Isso está no mesmo nível de outra ideia profunda Weber, que grotescamente afirma que o Estado é a “criação de juristas ocidentais”. Nenhuma das duas proposições tem sequer um valor explicativo mínimo relacionado às condições em que a formação do Estado moderno passa a existir e historicamente muda suas formas de instituição de medidas de consenso democráticas liberais em um determinado estágio de desenvolvimento para a adoção de regras francamente ditatoriais de controle (MÉSZÁROS, 2015, p. 50, aspas no original).

         E continua Mészáros enfatizando que a concepção de monopólio da violência legítima por parte do Estado se configura como graves problemas:

[...] referentes a por que o Estado deve recorrer à violência quando o faz e, ainda mais importante, até que ponto um sistema de gestão da sociedade como esse, exercido pelos processos de tomada de decisão política alienados, pode ser sustentado historicamente permanecem “mistérios” completos [...] (MÉSZÁROS, 2015, p. 50, aspas e itálico no original).

         Torna-se claro aqui que a concepção do Estado em Marx também difere significativamente da concepção de Weber. Marx concebe o Estado em termos estritamente negativos, porque para o filósofo socialista alemão, o Estado enquanto tal deve ser suplantando. É nesse sentido, que a concepção de política em Marx deve ser circunscrita na esfera da negatividade. Pois, a característica principal da política para Marx é a de realizar as funções “destrutivas” do processo de transformação social como: “a abolição da escravidão assalariada”, “a expropriação dos capitalistas”, “a dissolução dos parlamentos burgueses” entre outros.

         Nessa concepção, Marx, como vai ressaltar Mészáros, conceituou a maneira de se tentar superar a relação complexa entre política e sociedade sobrepujando conscientemente à revolução política sua dimensão social latente. Dai a célebre frase de Marx que enfatizava a legitimidade de uma “revolução política com uma alma social”. E para tanto, a derrocada do poder existente e a dissolução das antigas relações constitui um ato político revolucionário. Por isso, o socialismo não pode se efetivar sem um processo revolucionário concreto.

 

Conclusão

         O sentido essencial da existência do Estado (moderno) é garantir a sustentabilidade sociometabólica da reprodução material do capital. Assim, podemos entender que a dominação do capital sobre o trabalho é de ordem econômica, e não política. Mas a política tem a função de garantir essa continuação da dominação material do capital, enraizada de forma estrutural. Afirma Mészáros, que por consequência, a dominação do capital não pode ser destruída no âmbito da política, mas apenas garantir sua organização formal.

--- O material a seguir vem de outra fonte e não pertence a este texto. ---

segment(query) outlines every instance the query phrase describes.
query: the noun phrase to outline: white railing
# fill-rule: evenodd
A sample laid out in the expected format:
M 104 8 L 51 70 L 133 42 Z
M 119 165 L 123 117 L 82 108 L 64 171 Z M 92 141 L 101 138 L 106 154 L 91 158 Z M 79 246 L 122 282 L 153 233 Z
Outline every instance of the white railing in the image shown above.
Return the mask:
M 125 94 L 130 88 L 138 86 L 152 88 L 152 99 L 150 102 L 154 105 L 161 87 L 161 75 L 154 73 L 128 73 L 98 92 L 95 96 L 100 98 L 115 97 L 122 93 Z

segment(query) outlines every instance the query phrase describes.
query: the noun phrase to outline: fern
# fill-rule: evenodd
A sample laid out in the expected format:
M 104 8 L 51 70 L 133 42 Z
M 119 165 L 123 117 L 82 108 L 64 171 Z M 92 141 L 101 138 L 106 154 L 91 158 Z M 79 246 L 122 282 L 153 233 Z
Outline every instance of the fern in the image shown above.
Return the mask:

         Para Mészáros, a montanha que devemos conquistar parte desse esforço de compreensão de que o Estado é, em um sentido, “mediação por excelência”, pois articula a totalidade das relações internas da sociedade, da economia, da cultura, da justiça etc. e as incorpora também à estrutura global da organização social dominante. A tomada do poder do Estado mediante um processo revolucionário, com a finalidade de suprimi-lo, constitui um momento dialético fundamental de transição político-social para a consolidação da emancipação humana.

         É elementar a preocupação de Mészáros com os limites atingidos pelo sistema de reprodução material do capital, o que põe em risco a sobrevivência da própria humanidade, não obstante a dominação e destruição da natureza em curso. A necessidade e a urgência histórica da construção de uma outra ordem sociometabólica, pautada na organização social autodeterminada da produção material e o controle racional da riqueza socialmente construída é uma fim a ser buscado mediante uma tomada de decisão política radical e consciente. O anseio por constituir uma nova forma de organização político-social não pode passar pela reivindicação ideal de realização de um Estado formal, mas pela necessária construção concreta e historicamente viável da alternativa socialista.

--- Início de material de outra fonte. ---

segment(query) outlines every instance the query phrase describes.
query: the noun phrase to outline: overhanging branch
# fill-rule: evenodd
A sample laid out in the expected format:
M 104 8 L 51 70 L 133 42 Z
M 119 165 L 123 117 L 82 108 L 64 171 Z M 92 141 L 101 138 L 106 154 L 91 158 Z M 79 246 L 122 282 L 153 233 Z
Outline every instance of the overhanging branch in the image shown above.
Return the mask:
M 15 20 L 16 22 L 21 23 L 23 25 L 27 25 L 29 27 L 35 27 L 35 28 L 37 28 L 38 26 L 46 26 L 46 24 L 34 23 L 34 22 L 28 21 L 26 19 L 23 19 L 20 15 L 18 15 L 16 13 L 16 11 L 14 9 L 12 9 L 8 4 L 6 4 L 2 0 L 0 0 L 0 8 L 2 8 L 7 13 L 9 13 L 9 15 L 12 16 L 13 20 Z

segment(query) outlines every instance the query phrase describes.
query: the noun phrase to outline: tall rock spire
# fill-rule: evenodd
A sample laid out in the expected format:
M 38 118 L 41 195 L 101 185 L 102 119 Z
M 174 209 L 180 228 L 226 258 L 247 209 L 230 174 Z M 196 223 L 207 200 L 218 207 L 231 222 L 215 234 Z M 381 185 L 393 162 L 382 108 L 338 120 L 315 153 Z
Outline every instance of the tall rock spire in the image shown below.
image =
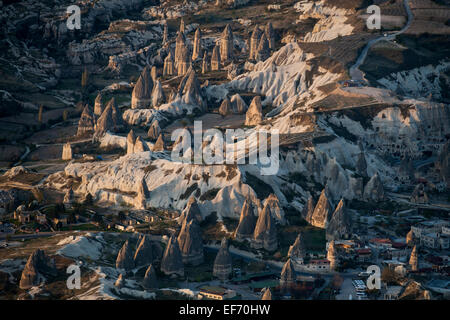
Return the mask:
M 223 238 L 219 252 L 214 260 L 213 275 L 222 280 L 228 279 L 233 271 L 232 266 L 231 254 L 228 251 L 228 241 L 226 238 Z
M 131 95 L 132 109 L 144 109 L 151 106 L 153 79 L 150 70 L 150 66 L 145 66 L 133 88 L 133 93 Z
M 242 241 L 253 236 L 256 226 L 256 217 L 253 214 L 253 205 L 249 198 L 245 199 L 241 210 L 239 224 L 234 232 L 236 240 Z
M 233 32 L 229 24 L 226 25 L 220 39 L 220 58 L 221 62 L 230 61 L 233 57 Z
M 256 221 L 252 244 L 256 249 L 264 248 L 267 251 L 274 251 L 278 247 L 275 220 L 267 204 L 262 209 Z
M 197 30 L 195 31 L 195 35 L 194 35 L 194 44 L 193 44 L 193 49 L 192 49 L 192 61 L 195 61 L 202 56 L 203 50 L 202 50 L 201 39 L 202 39 L 202 33 L 200 31 L 200 28 L 197 28 Z
M 245 114 L 245 125 L 256 126 L 262 122 L 262 119 L 261 97 L 256 96 L 253 98 L 252 103 L 250 103 L 250 107 Z
M 184 265 L 180 247 L 175 236 L 170 237 L 161 260 L 161 271 L 166 275 L 184 276 Z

          Portanto, é a viabilidade histórica e a sustentabilidade prática de uma alternativa real como o socialismo, que poderá tornar possível um modo de vida social pautado em princípios humanamente racionais. A consecução desse projeto histórico (a ordem autenticamente socialista) só poderá ser viabilizada, de acordo com Mészáros, sobre a “base material da apropriação racionalmente planejada” e condicionada do “trabalho excedente” produzido por todos os indivíduos associados livremente. Onde cada um em coletivamente, possa realizar e satisfazer suas aspirações no seu tempo disponível, baseado em uma “igualdade substantiva” e espírito de solidadiedade.

 

Dr. ANTONIO MARCONDES

Professor da Universidade Estadual do Ceará - UECE, membro do grupo GPOSSHE/IMO/UECE e do Grupo de Estudos Marxistas - GEM/UFC

 

Referências bibliográficas

MÉSZÁROS, István. A montanha que devemos conquistar: reflexões acerca do Estado. São Paulo: Boitempo, 2015.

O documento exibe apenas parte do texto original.